A Quality Improvement Initiative Targeting Chronic Kidney Disease Metrics Through Increased Urinary Albumin Testing
Copyright © 2020 The Permanente Press. All rights reserved..
INTRODUCTION: Achievement of quality metrics in chronic kidney disease (CKD), specifically urinary albumin testing and angiotensin-converting enzyme inhibitor (ACEi) or angiotensin receptor blocker (ARB) use, remained lower in Kaiser Permanente Northwest compared with other Kaiser Permanente regions. We were interested if more frequent testing of urine albumin (ACR) improved CKD quality metrics.
METHODS: We implemented a quality improvement project automating ACR testing using an informatics tool in patients with stage 3 CKD linked to an electronic health record (EHR) alert recommending ACEi or ARB initiation in patients with renal indication.

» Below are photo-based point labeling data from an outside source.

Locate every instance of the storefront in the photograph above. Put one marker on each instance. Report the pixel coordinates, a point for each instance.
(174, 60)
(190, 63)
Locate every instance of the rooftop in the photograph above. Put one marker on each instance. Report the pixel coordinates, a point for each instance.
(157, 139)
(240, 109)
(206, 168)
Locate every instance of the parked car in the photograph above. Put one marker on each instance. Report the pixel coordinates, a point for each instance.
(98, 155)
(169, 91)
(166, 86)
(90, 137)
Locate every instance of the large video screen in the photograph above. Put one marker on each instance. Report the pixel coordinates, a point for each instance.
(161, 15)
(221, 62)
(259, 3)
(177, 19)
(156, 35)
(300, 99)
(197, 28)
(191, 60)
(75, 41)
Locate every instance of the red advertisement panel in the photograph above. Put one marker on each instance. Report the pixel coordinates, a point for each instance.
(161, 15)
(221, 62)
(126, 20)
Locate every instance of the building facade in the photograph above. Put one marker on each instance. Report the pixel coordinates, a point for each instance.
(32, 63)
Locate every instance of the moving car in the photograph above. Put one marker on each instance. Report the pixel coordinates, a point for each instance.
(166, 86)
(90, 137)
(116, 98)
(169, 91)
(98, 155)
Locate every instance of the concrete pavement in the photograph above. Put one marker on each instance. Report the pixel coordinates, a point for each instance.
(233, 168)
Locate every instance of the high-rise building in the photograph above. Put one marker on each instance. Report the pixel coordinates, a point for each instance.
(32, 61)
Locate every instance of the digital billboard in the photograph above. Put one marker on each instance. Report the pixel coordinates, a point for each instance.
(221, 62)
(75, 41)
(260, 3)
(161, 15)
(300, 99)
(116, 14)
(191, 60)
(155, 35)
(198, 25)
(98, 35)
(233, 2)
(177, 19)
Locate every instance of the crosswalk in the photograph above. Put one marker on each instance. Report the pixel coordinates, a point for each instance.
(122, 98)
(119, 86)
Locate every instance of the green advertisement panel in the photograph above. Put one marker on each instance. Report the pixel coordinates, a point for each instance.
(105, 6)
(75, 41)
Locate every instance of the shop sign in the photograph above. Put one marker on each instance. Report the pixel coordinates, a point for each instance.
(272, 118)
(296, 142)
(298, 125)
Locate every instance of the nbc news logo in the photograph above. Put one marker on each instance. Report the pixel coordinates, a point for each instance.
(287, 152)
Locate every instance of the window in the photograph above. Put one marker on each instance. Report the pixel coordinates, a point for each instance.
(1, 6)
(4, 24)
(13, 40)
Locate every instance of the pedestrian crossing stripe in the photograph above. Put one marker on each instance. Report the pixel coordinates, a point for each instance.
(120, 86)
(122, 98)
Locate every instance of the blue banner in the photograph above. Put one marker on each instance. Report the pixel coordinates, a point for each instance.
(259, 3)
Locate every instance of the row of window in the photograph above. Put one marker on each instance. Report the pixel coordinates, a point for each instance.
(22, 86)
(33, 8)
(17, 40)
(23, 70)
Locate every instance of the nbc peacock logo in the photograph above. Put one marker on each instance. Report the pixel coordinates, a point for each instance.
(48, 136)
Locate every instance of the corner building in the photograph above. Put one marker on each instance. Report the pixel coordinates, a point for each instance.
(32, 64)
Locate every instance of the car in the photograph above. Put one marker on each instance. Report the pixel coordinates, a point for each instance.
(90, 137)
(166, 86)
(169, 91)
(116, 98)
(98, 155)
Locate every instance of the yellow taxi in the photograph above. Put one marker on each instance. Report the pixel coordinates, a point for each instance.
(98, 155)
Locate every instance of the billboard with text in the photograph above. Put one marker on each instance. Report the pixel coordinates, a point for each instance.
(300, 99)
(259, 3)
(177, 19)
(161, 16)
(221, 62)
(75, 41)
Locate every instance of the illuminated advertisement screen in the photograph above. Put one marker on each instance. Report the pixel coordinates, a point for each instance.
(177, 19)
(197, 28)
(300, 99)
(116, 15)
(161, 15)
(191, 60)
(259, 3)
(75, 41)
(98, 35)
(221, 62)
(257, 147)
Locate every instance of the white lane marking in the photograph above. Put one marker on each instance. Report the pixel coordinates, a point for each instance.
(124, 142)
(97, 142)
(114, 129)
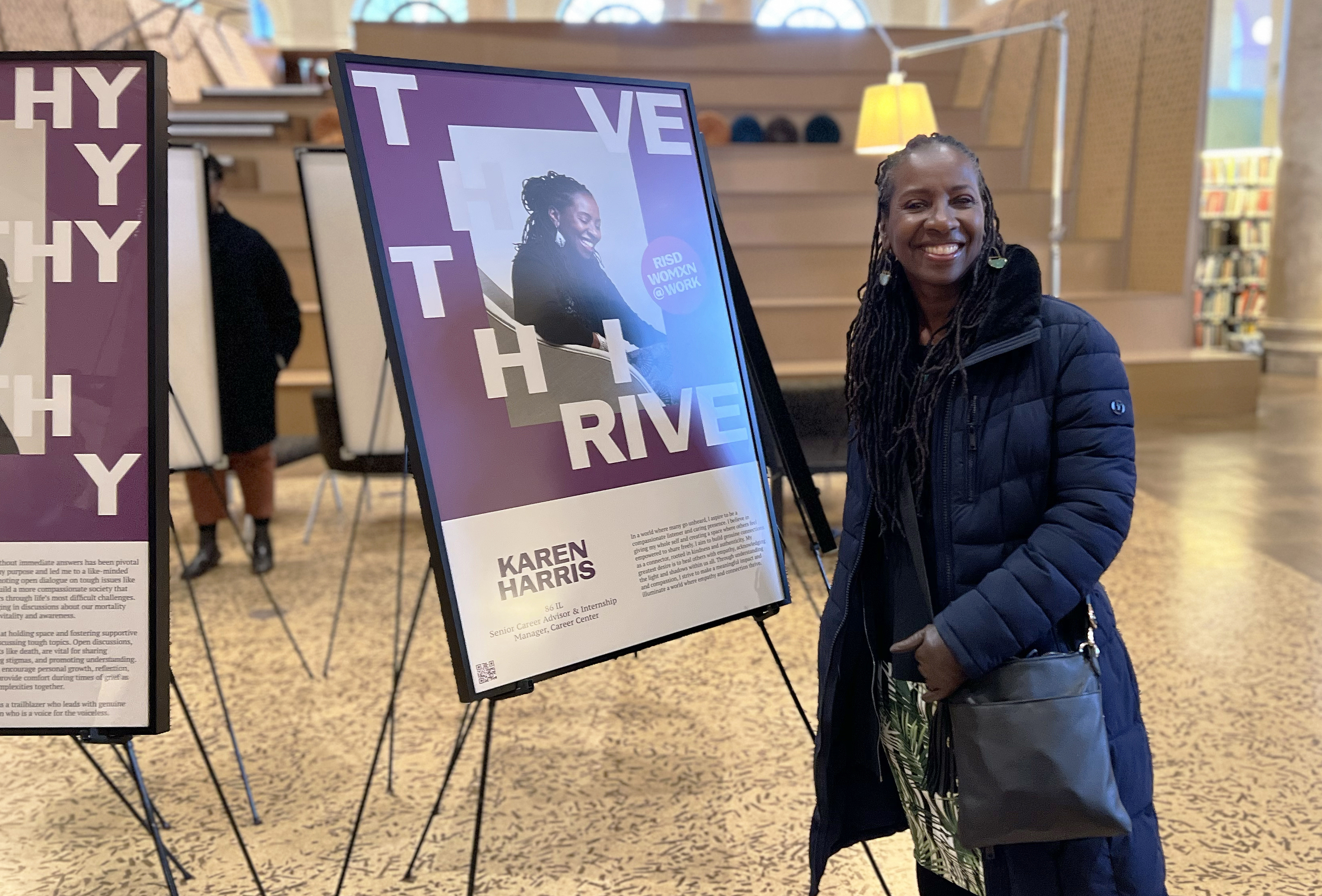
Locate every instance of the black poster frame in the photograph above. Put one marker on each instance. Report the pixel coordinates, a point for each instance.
(158, 382)
(466, 685)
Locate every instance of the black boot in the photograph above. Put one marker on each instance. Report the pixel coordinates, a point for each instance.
(208, 553)
(262, 557)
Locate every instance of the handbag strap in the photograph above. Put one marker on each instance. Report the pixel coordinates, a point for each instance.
(909, 519)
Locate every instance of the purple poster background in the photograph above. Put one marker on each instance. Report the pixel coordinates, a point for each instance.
(97, 332)
(479, 462)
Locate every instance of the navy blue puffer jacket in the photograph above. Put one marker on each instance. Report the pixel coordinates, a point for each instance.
(1033, 480)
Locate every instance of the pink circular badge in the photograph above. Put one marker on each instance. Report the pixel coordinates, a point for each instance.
(675, 275)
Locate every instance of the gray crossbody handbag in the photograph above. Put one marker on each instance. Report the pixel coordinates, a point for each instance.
(1028, 742)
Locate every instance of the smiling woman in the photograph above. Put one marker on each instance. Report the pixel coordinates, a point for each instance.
(991, 484)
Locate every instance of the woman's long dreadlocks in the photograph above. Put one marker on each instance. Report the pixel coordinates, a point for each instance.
(541, 195)
(892, 403)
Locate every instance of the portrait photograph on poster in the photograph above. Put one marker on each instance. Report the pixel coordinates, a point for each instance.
(557, 307)
(84, 602)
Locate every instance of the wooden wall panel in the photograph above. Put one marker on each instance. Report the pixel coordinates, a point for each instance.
(98, 20)
(1168, 143)
(1111, 101)
(980, 60)
(30, 26)
(1044, 126)
(1016, 76)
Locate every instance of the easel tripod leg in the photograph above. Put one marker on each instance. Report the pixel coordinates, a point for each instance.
(162, 853)
(381, 736)
(364, 495)
(216, 678)
(160, 820)
(216, 783)
(400, 598)
(125, 800)
(261, 577)
(482, 799)
(466, 724)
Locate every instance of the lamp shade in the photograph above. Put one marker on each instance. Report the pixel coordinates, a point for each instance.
(892, 116)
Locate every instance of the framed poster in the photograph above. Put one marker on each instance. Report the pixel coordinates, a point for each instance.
(195, 384)
(568, 360)
(84, 591)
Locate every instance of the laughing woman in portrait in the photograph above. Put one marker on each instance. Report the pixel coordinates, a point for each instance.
(1006, 415)
(560, 285)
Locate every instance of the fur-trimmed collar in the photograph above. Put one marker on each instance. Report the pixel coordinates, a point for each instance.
(1018, 298)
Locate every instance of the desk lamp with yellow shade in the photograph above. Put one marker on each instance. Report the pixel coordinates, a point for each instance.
(896, 113)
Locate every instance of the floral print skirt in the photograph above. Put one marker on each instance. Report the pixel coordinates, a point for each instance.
(906, 722)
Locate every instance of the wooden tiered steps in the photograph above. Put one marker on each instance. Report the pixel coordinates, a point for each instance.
(800, 216)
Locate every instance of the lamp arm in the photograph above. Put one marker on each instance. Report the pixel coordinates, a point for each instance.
(1058, 148)
(1057, 23)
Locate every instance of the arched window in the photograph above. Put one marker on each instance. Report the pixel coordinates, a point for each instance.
(811, 14)
(622, 12)
(410, 11)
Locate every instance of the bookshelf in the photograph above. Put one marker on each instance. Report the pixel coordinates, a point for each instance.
(1231, 278)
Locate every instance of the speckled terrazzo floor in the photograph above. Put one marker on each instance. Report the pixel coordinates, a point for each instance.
(684, 771)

RESULTS: At 1 and 2 years after implementation of ACR testing, ACR testing increased from 26.9% prior to implementation to 83% at 1 year and 77% at 2 year after implementation (p < 0.001). However, ACEi or ARB use did not increase significantly (65.8% vs 65.7% vs 66.4%, p = 0.54). There was also no significant change in other quality metrics, including diabetes control, hypertension control, and comanagement of higher-risk CKD patients.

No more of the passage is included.